W kolejnych odsłonach wszystko wyglądało bardzo podobnie. Zespół Wojciecha Szawarskiego najpierw odskoczył na plus 10, a przyjezdne próbowały gonić. Wychodziło z tym różnie, bo momentami Aleksandra Stanaćev i jej koleżanki przegrywały tylko pięcioma punktami, a w niektórych fragmentach nawet 13. Na 10 minut przed końcem spotkania było 59:52. W czwartej kwarcie trójka Stanaćev pozwoliła zbliżyć się lubliniakom tylko na trzy „oczka”. Na 90 sekund przed końcem po skutecznej akcji Mack znowu było tylko 73:69. Niestety, to wszystko na co było stać w sobotę podopieczne trenera Szewczyka.
– Pierwsza kwarta była słaba w naszym wykonaniu, ale później już zagraliśmy dobrze. Tak naprawdę z tych trzech ostatnich spotkań, które przegraliśmy, to było najlepsze. Widać jakieś tam światełko w tunelu. Spokojnie musimy dalej pracować, bo jeżeli chodzi o awans do pierwszej czwórki, to wszystko jest w naszych rękach. Mamy na to szansę, tylko musimy zacząć wygrywać – ocenia szkoleniowiec AZS UMCS.
– Teraz mamy dwa mecze z Saragossą, więc też możemy poćwiczyć, troszeczkę odpocząć. Jest ciężki moment, ale taki jest sport. Nie zawsze wszystko się układa, tak jakbyśmy chcieli. Powiedziałem jednak dziewczynom w szatni, że nie można mieć do nich pretensji o zaangażowanie, bo zespół przez trzy i pół kwarty robił to, czego się od niego oczekuje. Oczywiście popełnialiśmy błędy, ale to jest wliczone w sport – dodaje opiekun klubu z Lublina.
Pierwszy, domowy mecz 1/8 finału EuroCup zostanie rozegrany już w najbliższy czwartek.

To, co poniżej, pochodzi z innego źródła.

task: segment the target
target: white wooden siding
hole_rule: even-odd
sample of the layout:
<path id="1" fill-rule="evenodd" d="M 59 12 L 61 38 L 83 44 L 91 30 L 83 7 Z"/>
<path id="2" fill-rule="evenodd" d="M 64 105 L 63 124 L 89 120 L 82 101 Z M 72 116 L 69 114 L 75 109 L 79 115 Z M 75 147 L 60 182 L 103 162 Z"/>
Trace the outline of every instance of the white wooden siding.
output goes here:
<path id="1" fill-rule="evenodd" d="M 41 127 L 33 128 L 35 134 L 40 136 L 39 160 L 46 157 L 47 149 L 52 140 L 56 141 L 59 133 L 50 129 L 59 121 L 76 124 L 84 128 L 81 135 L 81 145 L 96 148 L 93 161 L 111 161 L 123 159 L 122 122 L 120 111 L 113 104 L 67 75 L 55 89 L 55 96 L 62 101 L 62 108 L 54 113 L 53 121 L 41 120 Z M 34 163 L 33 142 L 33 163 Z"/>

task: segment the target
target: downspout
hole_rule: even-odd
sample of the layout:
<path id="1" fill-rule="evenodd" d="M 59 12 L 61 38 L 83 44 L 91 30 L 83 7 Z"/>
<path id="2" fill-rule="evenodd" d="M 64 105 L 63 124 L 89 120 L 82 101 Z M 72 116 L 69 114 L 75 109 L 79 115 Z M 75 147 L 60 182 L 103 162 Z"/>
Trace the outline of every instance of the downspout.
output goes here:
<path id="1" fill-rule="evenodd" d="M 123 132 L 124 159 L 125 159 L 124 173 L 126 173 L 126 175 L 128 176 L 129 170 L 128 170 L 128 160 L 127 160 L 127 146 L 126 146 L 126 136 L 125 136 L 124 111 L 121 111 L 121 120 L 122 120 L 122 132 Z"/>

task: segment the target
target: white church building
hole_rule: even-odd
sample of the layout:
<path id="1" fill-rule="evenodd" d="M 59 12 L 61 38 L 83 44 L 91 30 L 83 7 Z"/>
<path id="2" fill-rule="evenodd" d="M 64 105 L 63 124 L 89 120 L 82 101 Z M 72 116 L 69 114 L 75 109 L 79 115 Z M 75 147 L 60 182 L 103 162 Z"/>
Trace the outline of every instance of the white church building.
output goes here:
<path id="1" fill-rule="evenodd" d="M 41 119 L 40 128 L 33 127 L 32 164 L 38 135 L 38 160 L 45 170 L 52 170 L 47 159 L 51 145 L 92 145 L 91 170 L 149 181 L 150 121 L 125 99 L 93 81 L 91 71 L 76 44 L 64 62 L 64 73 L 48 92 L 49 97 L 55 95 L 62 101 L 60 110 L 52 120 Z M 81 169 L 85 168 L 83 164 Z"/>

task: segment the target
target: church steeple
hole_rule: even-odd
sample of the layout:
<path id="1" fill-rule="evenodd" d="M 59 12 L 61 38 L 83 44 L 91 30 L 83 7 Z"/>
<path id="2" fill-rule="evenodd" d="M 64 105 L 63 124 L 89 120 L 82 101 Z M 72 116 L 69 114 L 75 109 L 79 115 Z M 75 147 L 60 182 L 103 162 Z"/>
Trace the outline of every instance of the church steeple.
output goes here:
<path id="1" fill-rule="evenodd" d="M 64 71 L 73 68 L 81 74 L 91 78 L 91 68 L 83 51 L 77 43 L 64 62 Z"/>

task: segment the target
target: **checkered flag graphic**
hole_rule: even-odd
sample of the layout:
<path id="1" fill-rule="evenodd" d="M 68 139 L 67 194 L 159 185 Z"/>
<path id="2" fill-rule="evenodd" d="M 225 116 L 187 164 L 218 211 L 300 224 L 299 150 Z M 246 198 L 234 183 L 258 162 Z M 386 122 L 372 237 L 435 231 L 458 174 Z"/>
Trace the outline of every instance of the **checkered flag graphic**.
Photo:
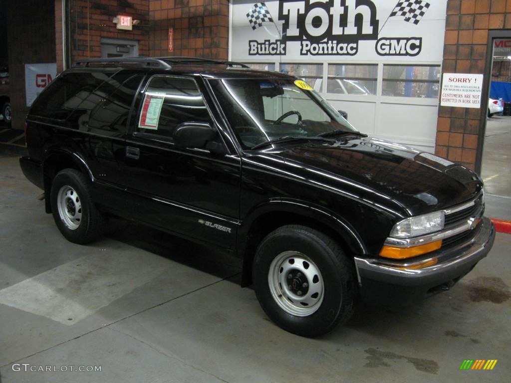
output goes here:
<path id="1" fill-rule="evenodd" d="M 247 13 L 247 18 L 253 30 L 262 27 L 263 23 L 266 21 L 273 22 L 270 11 L 264 3 L 256 3 L 254 4 L 250 11 Z"/>
<path id="2" fill-rule="evenodd" d="M 405 21 L 417 25 L 427 12 L 429 6 L 430 4 L 424 0 L 401 0 L 396 4 L 389 17 L 403 16 Z"/>

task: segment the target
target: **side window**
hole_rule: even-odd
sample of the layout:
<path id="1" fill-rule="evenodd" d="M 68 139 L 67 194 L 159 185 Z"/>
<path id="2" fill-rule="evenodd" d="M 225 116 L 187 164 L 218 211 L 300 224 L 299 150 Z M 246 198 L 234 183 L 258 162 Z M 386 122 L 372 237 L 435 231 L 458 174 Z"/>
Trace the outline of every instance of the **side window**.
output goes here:
<path id="1" fill-rule="evenodd" d="M 71 72 L 57 78 L 34 102 L 30 114 L 65 120 L 90 92 L 111 75 L 102 72 Z"/>
<path id="2" fill-rule="evenodd" d="M 171 139 L 178 125 L 191 121 L 210 122 L 195 82 L 179 77 L 153 78 L 144 95 L 136 131 Z"/>

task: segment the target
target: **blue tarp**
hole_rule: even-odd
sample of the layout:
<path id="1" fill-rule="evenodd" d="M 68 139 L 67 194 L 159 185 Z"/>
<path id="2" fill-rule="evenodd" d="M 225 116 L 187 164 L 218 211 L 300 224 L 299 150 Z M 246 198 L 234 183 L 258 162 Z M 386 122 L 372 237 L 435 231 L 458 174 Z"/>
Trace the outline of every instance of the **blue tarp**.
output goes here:
<path id="1" fill-rule="evenodd" d="M 490 98 L 498 100 L 501 98 L 504 102 L 511 102 L 511 82 L 492 81 Z"/>

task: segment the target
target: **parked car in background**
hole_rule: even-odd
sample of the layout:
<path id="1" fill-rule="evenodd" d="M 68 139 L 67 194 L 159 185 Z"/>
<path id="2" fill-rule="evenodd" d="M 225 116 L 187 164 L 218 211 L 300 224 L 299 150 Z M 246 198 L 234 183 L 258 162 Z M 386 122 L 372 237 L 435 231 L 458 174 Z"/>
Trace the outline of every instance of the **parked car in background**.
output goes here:
<path id="1" fill-rule="evenodd" d="M 0 66 L 0 119 L 11 125 L 11 99 L 9 94 L 9 69 Z"/>
<path id="2" fill-rule="evenodd" d="M 488 117 L 492 117 L 495 114 L 501 116 L 503 112 L 504 112 L 504 101 L 502 99 L 490 99 L 488 101 Z"/>

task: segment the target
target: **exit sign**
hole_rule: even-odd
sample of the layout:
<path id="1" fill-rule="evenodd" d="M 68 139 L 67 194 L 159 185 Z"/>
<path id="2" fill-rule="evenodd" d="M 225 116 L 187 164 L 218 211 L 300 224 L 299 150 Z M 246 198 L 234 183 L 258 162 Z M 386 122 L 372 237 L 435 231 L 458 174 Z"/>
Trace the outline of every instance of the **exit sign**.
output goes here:
<path id="1" fill-rule="evenodd" d="M 131 16 L 118 16 L 117 29 L 131 31 L 133 29 L 133 18 Z"/>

Enea AZS Politechnika Poznań – Polski Cukier AZS UMCS Lublin 75:69 (25:11, 18:24, 16:17, 16:17)
Enea: Dodson 19, Pokk 19 (4x3), Sutton 13, Skobel 8 (1x3), Żukowska 2 oraz Popović 14 (4x3), Piechowiak 0.
UMCS: Mack 17, Taylor 14, Stanaćev 12 (3x3), Ziętara 6, Trzeciak 0 oraz Yurkevichus 8, Zięmborska 6, Zec 6 (2x3), Kuczyńska 0.